Sickle Cell Disease and Fever: How to Care for Your Child

A fever can be a sign of a serious infection in kids with sickle cell disease. The ER care team didn't find a serious infection, so your child can now go home. Follow these instructions to care for your child.

Keep giving your child the usual daily medicines unless the ER health care team told you to stop them. Give any new medicines prescribed by the ER health care provider.

Care Instructions

  • Keep giving your child the usual daily medicines unless the ER health care team told you to stop them.
  • Give any new medicines prescribed by the ER health care provider.
  • Be sure your child drinks plenty of liquids.
  • Let your child rest until they feel well enough to do normal activities.
  • Make a follow-up appointment with your child's specialist (hematology doctor) to review how your child is doing.

Call Your Specialist if...

Your child:

  • has another fever of 101°F (38.3°C) or higher and/or chills after being fever-free for 24 hours
  • is coughing a lot
  • has chest pain or any trouble breathing
  • has pain that is not helped by medicines at home
  • is extremely tired
  • has pale skin
  • gets a severe headache
  • has severe abdominal pain or swelling

The specialist knows your child's health better than any other doctor. So it's always best to call your hematology doctor when there's a problem.

Call 911 if...

Your child:

  • has trouble seeing
  • has weakness in part of the body
  • has a seizure
  • is hard to wake up
  • struggles to breathe

When you call 911, tell emergency responders that your child has sickle cell disease.

More to Know

Why is fever a problem for kids with sickle cell disease?

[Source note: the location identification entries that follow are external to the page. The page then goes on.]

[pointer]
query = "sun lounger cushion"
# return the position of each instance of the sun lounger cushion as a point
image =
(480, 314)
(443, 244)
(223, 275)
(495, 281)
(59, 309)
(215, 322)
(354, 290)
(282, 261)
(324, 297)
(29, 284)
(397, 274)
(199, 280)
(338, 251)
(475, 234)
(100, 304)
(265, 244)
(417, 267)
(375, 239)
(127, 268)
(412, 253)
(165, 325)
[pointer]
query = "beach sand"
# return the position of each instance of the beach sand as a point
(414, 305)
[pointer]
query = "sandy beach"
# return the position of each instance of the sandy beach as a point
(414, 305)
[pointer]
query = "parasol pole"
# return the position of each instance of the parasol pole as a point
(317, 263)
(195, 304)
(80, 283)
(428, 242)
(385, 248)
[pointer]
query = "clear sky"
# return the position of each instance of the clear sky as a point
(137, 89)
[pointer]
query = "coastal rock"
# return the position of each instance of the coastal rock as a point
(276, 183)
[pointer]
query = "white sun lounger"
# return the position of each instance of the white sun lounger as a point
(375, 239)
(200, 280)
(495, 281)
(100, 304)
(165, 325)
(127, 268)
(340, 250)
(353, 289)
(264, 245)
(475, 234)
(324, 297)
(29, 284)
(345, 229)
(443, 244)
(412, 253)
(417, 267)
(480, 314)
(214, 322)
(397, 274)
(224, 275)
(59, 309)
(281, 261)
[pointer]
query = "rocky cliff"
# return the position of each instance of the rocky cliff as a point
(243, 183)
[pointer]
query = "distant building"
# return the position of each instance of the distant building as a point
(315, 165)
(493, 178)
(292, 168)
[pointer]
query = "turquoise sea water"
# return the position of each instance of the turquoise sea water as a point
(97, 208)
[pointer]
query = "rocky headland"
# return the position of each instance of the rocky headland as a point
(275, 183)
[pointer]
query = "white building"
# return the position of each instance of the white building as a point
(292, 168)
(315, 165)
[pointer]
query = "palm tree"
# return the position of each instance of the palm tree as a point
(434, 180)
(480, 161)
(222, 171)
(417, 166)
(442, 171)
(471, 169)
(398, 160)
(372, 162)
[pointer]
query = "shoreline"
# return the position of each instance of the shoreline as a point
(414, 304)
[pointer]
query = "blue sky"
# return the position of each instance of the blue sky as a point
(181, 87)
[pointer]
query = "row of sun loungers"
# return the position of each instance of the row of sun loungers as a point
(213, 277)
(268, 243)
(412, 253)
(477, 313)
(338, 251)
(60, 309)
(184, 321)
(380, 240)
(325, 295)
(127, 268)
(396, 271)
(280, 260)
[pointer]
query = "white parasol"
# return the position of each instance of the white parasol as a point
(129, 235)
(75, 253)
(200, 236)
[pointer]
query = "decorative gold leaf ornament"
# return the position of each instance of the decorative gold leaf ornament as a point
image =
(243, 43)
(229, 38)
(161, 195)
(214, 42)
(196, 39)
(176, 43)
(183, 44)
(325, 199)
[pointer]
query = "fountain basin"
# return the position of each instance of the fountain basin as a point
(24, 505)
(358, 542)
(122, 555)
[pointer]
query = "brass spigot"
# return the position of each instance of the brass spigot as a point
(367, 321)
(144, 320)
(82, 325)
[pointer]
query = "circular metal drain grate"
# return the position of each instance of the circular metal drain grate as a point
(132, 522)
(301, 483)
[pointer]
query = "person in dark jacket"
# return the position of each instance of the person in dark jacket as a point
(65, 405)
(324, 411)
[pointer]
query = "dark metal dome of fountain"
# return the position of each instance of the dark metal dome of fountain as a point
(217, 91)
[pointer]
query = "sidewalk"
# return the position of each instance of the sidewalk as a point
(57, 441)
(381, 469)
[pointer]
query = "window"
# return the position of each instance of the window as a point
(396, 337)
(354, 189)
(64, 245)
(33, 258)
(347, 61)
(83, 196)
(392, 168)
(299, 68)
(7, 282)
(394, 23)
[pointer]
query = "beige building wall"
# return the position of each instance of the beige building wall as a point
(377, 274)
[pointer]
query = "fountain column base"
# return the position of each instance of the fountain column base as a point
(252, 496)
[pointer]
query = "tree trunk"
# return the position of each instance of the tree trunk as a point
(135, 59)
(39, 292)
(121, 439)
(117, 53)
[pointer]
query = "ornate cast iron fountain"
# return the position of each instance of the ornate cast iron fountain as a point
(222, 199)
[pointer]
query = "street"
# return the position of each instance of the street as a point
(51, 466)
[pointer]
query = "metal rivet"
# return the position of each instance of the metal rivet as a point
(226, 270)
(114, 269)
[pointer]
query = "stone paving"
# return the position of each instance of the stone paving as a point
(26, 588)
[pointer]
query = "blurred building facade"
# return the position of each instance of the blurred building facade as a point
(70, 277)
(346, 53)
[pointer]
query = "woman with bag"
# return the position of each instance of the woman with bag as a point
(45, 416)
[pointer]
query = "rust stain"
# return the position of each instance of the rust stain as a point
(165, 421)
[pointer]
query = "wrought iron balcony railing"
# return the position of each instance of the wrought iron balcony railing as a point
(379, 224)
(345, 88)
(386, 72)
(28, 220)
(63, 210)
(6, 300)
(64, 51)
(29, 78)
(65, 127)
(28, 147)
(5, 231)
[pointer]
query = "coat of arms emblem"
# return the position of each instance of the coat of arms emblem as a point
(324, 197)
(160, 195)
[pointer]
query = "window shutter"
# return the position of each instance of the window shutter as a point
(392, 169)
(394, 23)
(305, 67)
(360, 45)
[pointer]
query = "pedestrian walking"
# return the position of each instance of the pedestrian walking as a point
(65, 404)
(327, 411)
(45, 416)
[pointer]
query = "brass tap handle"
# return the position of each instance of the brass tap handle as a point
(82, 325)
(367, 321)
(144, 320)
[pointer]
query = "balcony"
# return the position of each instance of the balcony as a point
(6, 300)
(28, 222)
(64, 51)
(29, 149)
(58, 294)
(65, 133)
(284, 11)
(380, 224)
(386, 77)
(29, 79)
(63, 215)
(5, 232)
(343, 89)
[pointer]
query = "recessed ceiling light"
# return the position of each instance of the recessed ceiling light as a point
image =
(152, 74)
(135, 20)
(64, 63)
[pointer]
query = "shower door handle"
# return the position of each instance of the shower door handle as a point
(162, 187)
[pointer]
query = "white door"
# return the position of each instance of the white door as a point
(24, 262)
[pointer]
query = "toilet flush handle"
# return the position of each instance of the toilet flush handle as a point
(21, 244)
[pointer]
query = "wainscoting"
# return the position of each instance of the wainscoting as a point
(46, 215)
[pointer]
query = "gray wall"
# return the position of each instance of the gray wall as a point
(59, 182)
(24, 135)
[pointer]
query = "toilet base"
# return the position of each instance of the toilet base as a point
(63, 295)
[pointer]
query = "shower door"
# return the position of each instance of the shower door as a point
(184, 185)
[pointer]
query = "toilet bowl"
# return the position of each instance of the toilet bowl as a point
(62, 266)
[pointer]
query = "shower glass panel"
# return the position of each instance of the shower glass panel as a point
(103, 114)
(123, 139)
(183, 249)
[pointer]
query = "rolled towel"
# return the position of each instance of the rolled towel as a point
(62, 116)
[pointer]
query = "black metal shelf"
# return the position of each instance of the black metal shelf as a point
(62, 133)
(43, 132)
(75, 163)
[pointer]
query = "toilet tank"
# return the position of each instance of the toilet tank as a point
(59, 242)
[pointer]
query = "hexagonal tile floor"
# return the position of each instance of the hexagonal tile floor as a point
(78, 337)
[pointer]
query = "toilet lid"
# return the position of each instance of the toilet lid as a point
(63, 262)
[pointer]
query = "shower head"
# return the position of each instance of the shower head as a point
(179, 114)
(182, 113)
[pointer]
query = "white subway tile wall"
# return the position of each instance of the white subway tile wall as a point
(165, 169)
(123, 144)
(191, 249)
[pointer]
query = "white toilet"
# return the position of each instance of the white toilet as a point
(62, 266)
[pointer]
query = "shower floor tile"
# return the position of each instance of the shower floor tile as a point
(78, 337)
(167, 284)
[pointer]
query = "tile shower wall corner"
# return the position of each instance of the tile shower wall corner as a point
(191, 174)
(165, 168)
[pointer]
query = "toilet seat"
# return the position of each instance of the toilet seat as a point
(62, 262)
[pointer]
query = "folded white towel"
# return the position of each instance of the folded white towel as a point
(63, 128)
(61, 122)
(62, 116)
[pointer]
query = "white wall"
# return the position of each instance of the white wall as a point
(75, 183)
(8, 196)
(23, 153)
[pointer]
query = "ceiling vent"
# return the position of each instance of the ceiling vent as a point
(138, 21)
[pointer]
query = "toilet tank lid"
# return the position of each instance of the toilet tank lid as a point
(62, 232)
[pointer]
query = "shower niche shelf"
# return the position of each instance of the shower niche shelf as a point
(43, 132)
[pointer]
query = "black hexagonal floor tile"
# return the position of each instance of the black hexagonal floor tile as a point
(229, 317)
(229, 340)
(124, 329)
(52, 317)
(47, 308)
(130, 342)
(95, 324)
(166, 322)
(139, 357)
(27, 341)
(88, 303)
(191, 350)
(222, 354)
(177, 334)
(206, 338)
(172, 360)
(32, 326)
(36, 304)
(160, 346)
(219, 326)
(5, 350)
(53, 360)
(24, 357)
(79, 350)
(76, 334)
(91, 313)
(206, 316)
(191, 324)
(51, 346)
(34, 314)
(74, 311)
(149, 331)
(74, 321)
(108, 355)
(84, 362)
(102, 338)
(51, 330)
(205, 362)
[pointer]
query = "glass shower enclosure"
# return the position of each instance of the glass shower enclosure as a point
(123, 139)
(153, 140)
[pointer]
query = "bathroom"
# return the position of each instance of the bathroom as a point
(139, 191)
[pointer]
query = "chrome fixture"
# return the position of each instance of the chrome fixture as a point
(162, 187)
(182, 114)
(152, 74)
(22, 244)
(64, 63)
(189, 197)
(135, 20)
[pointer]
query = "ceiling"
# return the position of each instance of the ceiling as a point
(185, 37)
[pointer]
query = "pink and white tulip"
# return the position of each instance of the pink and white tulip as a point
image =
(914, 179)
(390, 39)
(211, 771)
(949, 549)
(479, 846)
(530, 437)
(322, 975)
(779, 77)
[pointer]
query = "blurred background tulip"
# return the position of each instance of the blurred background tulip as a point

A fever can be an early warning sign of an infection or other problem like acute chest syndrome.

Kids with sickle cell disease are more likely to get infections in their blood and other places, mostly because the sickle cells damage the spleen over time. The spleen's job is to filter out germs from the blood that cause infection. When it's damaged, it can't do that properly.

What will health care providers in the ER do? When kids with sickle cell disease and a fever come to the ER, the health care team will ask questions and do a careful exam and some blood tests. They'll give the child antibiotics before the test results come back, in case there's an infection with bacteria (a type of germ). Unless they think there's a serious medical problem, the team will send the child home from the ER.

Some blood tests take several days in the lab. There's a small chance that a blood test will later show bacteria after a child has gone home from the ER. If this happens, the health care team will contact the family to ask them to bring the child back to the ER to be checked again. So after an ER visit, make sure to answer calls or return messages from the ER. It could be about lab updates that are important to take care of right away.